Metilfolato vs Ácido Fólico: O Que Aconteceu no Corpo de Seguidores ao Trocar

Relatos da audiência mostram: homocisteína caiu 32%, energia aumentou e sono melhorou ao substituir ácido fólico por metilfolato. Veja o que a literatura explica e por que a diferença importa, especialmente com MTHFR.

10 min de leitura

Em um caso acompanhado na audiência do canal, uma seguidora documentou a troca de ácido fólico por metilfolato ao longo de 90 dias. Os resultados foram expressivos: a homocisteína caiu de 14,2 para 9,7 µmol/L — uma redução de 32%. Além dos números, ela relatou melhora na energia, sono mais profundo e diminuição da névoa mental. Não foi mágica: foi o que aconteceu ao ajustar uma peça-chave da metilação. Este artigo descreve o que foi observado em relatos da comunidade, o que a literatura mostra e por que a diferença entre as duas formas de folato pode ser decisiva, especialmente para quem tem mutação MTHFR ou segue dietas restritivas como a carnívora ou cetogênica.

O que este artigo relata:

  • O que aconteceu no corpo de pessoas que trocaram ácido fólico por metilfolato (dados reais de exames compartilhados)
  • Por que o ácido fólico sintético pode não ser a melhor opção, mesmo em doses baixas
  • Como a mutação MTHFR afeta a metabolização do folato — e o que estudos recentes sugerem
  • A armadilha que quase 100% das pessoas cometem ao suplementar folato (inclusive em casos documentados no canal)
  • Situações em que eu pessoalmente não recomendaria testar metilfolato sem antes conversar com um médico

A Diferença Que Você Não Vê no Rótulo

Ácido fólico e metilfolato são vendidos como se fossem equivalentes, mas não são. O ácido fólico é a versão sintética, desenvolvida em laboratório nos anos 1940. O metilfolato (5-MTHF) é a forma ativa, pronta para uso pelo organismo. A diferença não está apenas na origem, mas na forma como cada um é processado.

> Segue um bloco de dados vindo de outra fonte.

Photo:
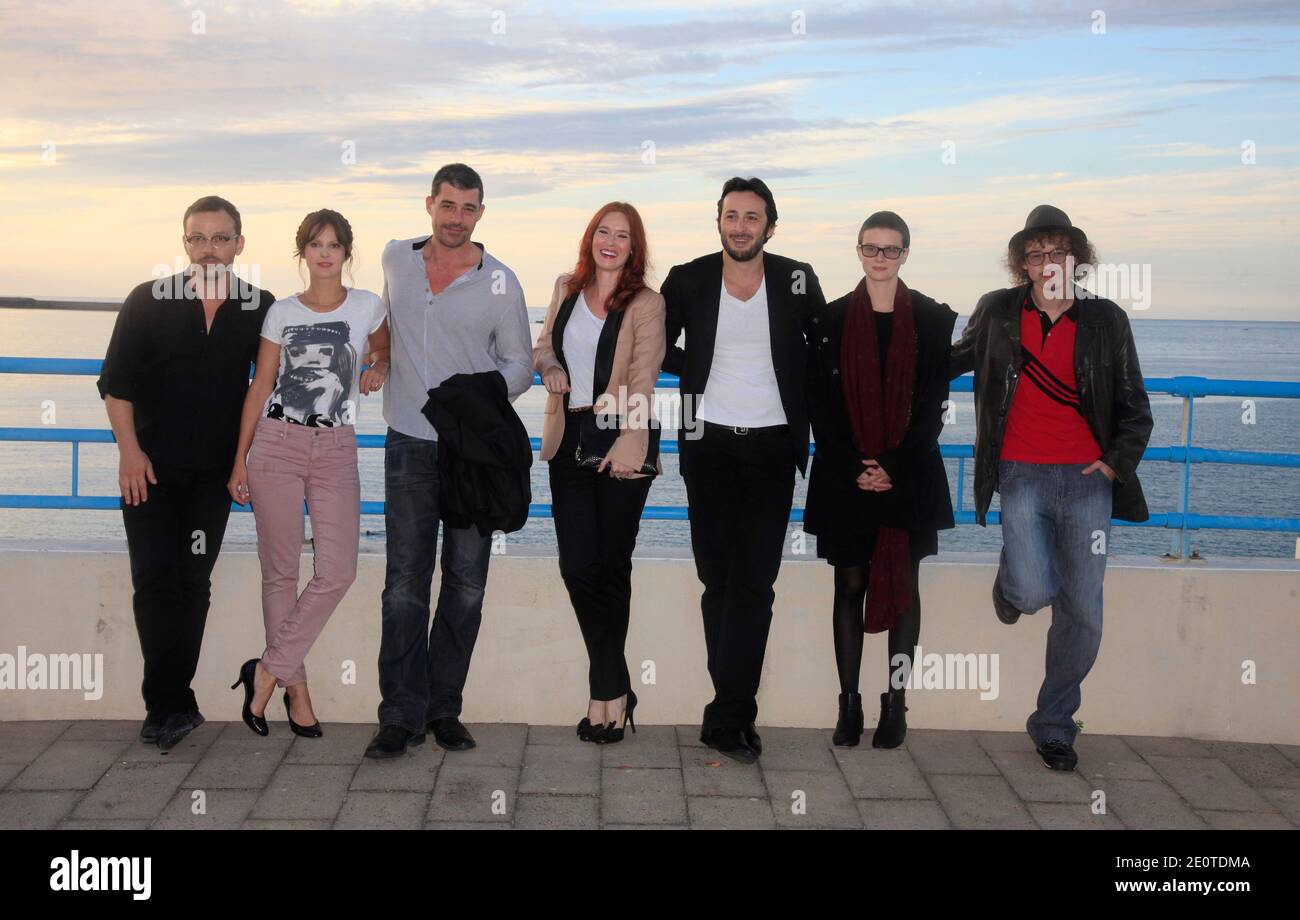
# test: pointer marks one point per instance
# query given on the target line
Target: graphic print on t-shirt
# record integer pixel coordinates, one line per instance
(312, 389)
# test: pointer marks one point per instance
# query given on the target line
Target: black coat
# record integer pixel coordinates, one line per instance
(919, 499)
(1112, 394)
(690, 295)
(484, 454)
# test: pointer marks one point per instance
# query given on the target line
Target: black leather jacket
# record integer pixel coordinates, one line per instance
(1106, 374)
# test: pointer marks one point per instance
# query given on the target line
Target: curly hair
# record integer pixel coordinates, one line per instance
(632, 278)
(1078, 243)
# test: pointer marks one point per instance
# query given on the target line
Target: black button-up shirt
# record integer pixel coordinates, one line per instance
(186, 382)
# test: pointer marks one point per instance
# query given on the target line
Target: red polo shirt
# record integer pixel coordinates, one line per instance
(1045, 421)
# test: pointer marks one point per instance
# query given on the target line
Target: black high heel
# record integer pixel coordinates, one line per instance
(246, 675)
(612, 733)
(312, 730)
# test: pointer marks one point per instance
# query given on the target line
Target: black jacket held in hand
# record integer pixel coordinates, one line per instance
(919, 498)
(484, 454)
(1112, 393)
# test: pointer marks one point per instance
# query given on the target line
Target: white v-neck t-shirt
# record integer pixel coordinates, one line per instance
(581, 337)
(741, 387)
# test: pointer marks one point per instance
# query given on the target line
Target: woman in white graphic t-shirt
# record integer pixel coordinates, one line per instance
(298, 442)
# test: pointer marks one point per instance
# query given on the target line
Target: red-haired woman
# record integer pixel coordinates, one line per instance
(599, 355)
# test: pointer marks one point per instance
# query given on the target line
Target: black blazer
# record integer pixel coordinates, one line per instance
(919, 499)
(690, 295)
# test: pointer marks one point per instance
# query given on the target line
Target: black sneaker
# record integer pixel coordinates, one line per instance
(1058, 755)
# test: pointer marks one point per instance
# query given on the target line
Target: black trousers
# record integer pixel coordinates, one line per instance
(739, 490)
(173, 539)
(597, 519)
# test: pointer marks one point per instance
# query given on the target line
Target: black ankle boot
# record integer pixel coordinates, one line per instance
(848, 729)
(893, 724)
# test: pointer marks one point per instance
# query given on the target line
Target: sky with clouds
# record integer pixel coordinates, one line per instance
(1168, 130)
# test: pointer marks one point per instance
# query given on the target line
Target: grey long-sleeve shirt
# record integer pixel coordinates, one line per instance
(479, 322)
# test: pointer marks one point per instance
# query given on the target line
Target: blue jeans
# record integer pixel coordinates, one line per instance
(1056, 524)
(423, 672)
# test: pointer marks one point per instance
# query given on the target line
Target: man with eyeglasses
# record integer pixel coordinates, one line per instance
(1061, 447)
(173, 383)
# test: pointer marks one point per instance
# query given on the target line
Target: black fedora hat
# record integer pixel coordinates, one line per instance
(1045, 217)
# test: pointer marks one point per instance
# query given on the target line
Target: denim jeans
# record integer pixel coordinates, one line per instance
(423, 671)
(1056, 524)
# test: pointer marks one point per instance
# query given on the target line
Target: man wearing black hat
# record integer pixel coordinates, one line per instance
(1061, 447)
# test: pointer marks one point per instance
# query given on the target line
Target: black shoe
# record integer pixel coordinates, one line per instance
(731, 742)
(393, 741)
(450, 734)
(177, 727)
(1058, 755)
(246, 675)
(892, 727)
(848, 728)
(312, 730)
(150, 728)
(612, 733)
(1001, 606)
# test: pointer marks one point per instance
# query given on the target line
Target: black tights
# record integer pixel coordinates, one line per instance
(850, 594)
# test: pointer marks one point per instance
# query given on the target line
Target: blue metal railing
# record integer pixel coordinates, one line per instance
(1181, 521)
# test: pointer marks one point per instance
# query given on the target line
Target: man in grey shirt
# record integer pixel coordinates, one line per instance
(453, 308)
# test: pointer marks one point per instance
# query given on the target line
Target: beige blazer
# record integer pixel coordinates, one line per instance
(637, 357)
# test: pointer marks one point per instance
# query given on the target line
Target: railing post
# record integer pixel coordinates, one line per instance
(1183, 549)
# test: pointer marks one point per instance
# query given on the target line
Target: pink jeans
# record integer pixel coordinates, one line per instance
(287, 464)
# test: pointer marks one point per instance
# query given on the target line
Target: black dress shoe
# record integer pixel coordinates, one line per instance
(731, 742)
(312, 730)
(892, 727)
(393, 741)
(1058, 755)
(177, 727)
(1001, 606)
(450, 734)
(150, 728)
(848, 728)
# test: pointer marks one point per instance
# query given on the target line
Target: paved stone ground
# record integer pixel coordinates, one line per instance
(98, 775)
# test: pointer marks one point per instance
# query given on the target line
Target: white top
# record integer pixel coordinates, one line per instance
(319, 368)
(741, 387)
(581, 335)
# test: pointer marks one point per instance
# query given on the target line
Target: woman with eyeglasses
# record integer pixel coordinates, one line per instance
(599, 354)
(878, 493)
(298, 441)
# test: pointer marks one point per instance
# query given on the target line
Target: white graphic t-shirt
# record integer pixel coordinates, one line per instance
(319, 357)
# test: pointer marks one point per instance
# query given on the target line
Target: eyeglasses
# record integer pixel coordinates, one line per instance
(1036, 256)
(888, 251)
(198, 239)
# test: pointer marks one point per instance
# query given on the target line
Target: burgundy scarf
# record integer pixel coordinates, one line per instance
(879, 416)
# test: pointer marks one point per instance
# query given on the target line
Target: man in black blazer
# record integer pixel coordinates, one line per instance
(744, 432)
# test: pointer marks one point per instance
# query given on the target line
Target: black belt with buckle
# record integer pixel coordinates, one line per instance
(742, 430)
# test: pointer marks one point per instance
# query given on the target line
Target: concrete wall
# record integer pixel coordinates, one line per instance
(1171, 658)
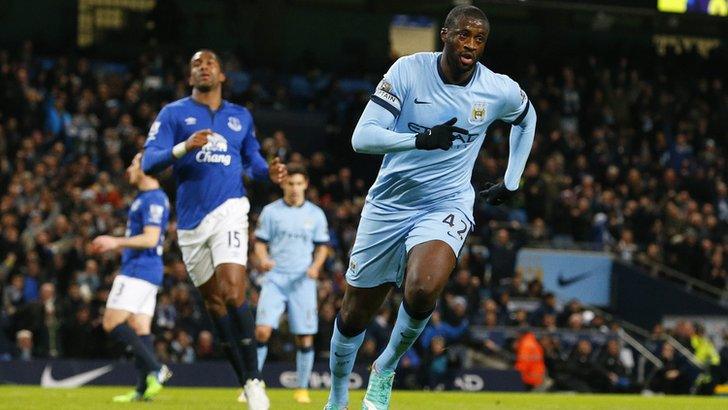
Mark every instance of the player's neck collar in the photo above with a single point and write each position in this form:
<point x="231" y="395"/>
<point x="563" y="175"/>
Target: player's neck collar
<point x="293" y="206"/>
<point x="222" y="104"/>
<point x="446" y="81"/>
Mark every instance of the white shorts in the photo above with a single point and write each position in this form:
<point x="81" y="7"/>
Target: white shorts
<point x="221" y="237"/>
<point x="132" y="295"/>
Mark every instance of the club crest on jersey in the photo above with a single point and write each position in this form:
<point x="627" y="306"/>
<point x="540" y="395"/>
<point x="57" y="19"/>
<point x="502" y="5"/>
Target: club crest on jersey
<point x="215" y="151"/>
<point x="477" y="114"/>
<point x="234" y="124"/>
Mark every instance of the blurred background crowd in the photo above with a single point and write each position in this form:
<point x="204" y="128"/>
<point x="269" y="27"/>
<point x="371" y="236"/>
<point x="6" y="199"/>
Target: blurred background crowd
<point x="629" y="158"/>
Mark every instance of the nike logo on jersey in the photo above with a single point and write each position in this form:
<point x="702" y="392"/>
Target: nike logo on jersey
<point x="47" y="380"/>
<point x="215" y="151"/>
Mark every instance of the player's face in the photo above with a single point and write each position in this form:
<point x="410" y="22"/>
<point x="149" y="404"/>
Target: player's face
<point x="465" y="43"/>
<point x="205" y="72"/>
<point x="294" y="187"/>
<point x="134" y="171"/>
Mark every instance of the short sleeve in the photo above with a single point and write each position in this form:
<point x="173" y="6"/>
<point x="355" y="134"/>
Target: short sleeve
<point x="155" y="212"/>
<point x="516" y="103"/>
<point x="392" y="90"/>
<point x="321" y="235"/>
<point x="161" y="133"/>
<point x="263" y="230"/>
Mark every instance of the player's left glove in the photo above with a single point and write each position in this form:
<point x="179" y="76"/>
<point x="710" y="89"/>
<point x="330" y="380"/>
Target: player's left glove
<point x="496" y="194"/>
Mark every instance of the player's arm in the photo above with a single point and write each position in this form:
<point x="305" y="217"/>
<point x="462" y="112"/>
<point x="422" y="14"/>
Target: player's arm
<point x="255" y="165"/>
<point x="159" y="149"/>
<point x="149" y="238"/>
<point x="321" y="250"/>
<point x="522" y="116"/>
<point x="373" y="133"/>
<point x="262" y="236"/>
<point x="261" y="252"/>
<point x="320" y="253"/>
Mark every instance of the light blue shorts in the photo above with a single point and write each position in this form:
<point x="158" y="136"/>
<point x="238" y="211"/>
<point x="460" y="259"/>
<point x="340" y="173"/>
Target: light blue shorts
<point x="379" y="254"/>
<point x="298" y="294"/>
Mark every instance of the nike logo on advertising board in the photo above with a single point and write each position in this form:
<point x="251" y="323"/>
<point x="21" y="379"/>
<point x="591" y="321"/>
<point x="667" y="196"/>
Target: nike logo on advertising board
<point x="47" y="380"/>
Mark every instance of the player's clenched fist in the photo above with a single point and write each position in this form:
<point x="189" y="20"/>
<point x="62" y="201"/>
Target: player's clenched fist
<point x="197" y="140"/>
<point x="266" y="264"/>
<point x="277" y="171"/>
<point x="440" y="136"/>
<point x="104" y="243"/>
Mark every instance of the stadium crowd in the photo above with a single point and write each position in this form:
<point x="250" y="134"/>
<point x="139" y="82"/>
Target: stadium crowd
<point x="628" y="158"/>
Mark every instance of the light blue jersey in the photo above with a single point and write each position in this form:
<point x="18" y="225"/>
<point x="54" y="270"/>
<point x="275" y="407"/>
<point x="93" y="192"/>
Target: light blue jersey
<point x="292" y="233"/>
<point x="415" y="92"/>
<point x="425" y="195"/>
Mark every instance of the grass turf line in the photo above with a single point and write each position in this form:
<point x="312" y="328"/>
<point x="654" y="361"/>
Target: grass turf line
<point x="31" y="397"/>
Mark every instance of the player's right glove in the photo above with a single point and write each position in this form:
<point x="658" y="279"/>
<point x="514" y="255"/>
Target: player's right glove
<point x="440" y="136"/>
<point x="496" y="194"/>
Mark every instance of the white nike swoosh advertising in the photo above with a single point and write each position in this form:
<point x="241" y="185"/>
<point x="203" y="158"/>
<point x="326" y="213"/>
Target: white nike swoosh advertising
<point x="47" y="380"/>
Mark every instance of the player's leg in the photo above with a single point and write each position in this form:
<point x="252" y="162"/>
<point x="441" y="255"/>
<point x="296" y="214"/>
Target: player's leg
<point x="271" y="304"/>
<point x="303" y="320"/>
<point x="262" y="336"/>
<point x="304" y="367"/>
<point x="428" y="269"/>
<point x="215" y="306"/>
<point x="126" y="295"/>
<point x="141" y="322"/>
<point x="377" y="262"/>
<point x="432" y="245"/>
<point x="357" y="310"/>
<point x="233" y="284"/>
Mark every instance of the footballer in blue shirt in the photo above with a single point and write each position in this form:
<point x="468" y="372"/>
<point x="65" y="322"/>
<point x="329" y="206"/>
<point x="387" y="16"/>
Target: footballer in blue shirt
<point x="210" y="144"/>
<point x="429" y="117"/>
<point x="130" y="306"/>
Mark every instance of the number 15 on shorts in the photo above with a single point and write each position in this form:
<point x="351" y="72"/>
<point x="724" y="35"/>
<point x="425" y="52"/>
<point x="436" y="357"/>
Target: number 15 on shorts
<point x="233" y="239"/>
<point x="456" y="231"/>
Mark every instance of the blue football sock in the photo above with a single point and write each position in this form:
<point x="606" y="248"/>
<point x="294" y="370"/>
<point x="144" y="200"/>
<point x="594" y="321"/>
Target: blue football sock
<point x="228" y="343"/>
<point x="262" y="353"/>
<point x="304" y="365"/>
<point x="141" y="386"/>
<point x="126" y="335"/>
<point x="406" y="330"/>
<point x="341" y="362"/>
<point x="244" y="325"/>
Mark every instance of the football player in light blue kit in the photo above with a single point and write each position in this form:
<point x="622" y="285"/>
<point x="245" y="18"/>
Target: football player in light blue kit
<point x="210" y="142"/>
<point x="130" y="306"/>
<point x="428" y="116"/>
<point x="292" y="247"/>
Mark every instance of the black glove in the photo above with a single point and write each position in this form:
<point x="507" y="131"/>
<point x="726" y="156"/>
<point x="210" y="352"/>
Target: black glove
<point x="496" y="194"/>
<point x="440" y="136"/>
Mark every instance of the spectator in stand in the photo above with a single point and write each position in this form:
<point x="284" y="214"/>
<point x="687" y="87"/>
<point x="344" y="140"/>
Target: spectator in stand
<point x="530" y="360"/>
<point x="671" y="378"/>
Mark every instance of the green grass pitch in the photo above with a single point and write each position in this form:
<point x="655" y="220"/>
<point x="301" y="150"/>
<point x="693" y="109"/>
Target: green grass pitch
<point x="30" y="398"/>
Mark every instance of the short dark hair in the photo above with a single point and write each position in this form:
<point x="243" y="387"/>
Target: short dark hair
<point x="207" y="50"/>
<point x="464" y="11"/>
<point x="297" y="169"/>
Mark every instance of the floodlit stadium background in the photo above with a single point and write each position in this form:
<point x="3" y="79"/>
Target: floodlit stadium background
<point x="614" y="253"/>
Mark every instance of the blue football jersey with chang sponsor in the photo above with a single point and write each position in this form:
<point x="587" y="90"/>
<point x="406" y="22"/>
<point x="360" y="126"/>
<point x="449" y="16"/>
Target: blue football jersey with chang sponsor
<point x="213" y="174"/>
<point x="150" y="208"/>
<point x="415" y="92"/>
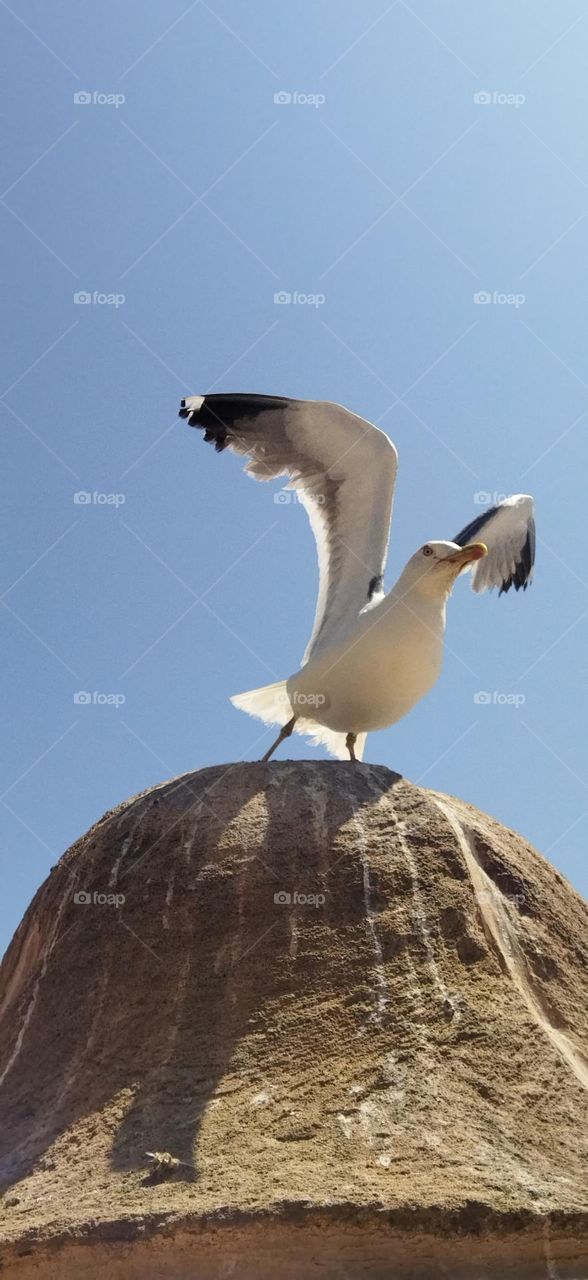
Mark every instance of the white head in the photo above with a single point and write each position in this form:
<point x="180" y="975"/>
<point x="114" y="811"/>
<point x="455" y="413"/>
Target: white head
<point x="434" y="567"/>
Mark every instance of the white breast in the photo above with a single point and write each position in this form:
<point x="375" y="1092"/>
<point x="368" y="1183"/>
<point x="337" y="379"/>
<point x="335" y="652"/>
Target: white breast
<point x="386" y="664"/>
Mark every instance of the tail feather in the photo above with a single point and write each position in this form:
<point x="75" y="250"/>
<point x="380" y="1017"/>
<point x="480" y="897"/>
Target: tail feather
<point x="272" y="705"/>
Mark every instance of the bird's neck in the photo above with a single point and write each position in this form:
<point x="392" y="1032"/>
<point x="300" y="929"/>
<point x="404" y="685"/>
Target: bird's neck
<point x="423" y="598"/>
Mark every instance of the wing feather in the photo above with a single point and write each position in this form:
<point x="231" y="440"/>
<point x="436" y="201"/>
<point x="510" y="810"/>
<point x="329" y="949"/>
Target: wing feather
<point x="509" y="531"/>
<point x="343" y="470"/>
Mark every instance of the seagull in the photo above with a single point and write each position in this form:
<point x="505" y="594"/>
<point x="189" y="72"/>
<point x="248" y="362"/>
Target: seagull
<point x="372" y="656"/>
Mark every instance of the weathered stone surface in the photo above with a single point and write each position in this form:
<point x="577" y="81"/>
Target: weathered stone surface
<point x="384" y="1079"/>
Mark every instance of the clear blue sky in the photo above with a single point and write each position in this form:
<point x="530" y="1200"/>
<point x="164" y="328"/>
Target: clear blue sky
<point x="382" y="186"/>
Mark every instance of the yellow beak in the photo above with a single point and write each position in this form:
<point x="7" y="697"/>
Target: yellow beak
<point x="469" y="553"/>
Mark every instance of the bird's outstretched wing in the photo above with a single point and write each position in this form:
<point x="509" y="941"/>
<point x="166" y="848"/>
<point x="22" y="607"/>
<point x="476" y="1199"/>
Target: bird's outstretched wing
<point x="509" y="533"/>
<point x="343" y="470"/>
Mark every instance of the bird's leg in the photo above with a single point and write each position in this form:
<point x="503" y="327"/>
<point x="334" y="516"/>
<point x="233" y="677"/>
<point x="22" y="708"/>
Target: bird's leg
<point x="285" y="732"/>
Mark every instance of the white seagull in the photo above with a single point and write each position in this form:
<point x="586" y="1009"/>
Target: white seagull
<point x="372" y="657"/>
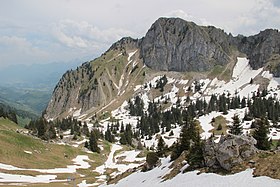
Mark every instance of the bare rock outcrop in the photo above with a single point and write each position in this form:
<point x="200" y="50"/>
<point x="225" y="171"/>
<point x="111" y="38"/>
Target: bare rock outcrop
<point x="173" y="44"/>
<point x="230" y="151"/>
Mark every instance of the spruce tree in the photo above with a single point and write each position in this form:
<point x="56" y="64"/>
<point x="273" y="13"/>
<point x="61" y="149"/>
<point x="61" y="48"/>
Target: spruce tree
<point x="93" y="146"/>
<point x="235" y="128"/>
<point x="161" y="147"/>
<point x="260" y="134"/>
<point x="195" y="156"/>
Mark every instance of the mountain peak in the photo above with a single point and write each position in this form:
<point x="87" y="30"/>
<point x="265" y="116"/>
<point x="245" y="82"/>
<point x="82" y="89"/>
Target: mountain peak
<point x="177" y="45"/>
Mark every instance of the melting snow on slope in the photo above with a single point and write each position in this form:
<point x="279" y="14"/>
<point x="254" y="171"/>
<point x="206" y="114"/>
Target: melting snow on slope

O ácido fólico precisa passar por quatro etapas no fígado antes de se tornar ativo. A enzima MTHFR é responsável pela última conversão. Se uma pessoa tem mutação nessa enzima — estima-se que 40% da população tenha pelo menos uma cópia alterada —, o processo fica mais lento. Em um relato compartilhado, uma leitora descobriu que tinha a mutação C677T em heterozigose. Não é raro, e isso explicou por que ela sentiu diferenças ao trocar de suplemento.

Estudos como o de Smith et al. (2008) mostram que pessoas com MTHFR podem apresentar níveis elevados de homocisteína mesmo com ingestão adequada de ácido fólico. No caso documentado, a homocisteína inicial era de 14,2 µmol/L — acima do ideal (<10 µmol/L). Após 90 dias com metilfolato, o valor caiu para 9,7. Não foi apenas um número: a fadiga que ela atribuía ao jejum prolongado diminuiu significativamente.


A Armadilha do “Ácido Fólico é Seguro”

A maioria dos multivitamínicos e alimentos fortificados usa ácido fólico. A justificativa é a estabilidade: ele não se degrada com facilidade. Porém, essa estabilidade tem um custo. Em pessoas com MTHFR, o ácido fólico não convertido pode se acumular no sangue. Um estudo de Troen et al. (2006) encontrou níveis elevados de ácido fólico não metabolizado em mulheres que consumiam suplementos com a versão sintética.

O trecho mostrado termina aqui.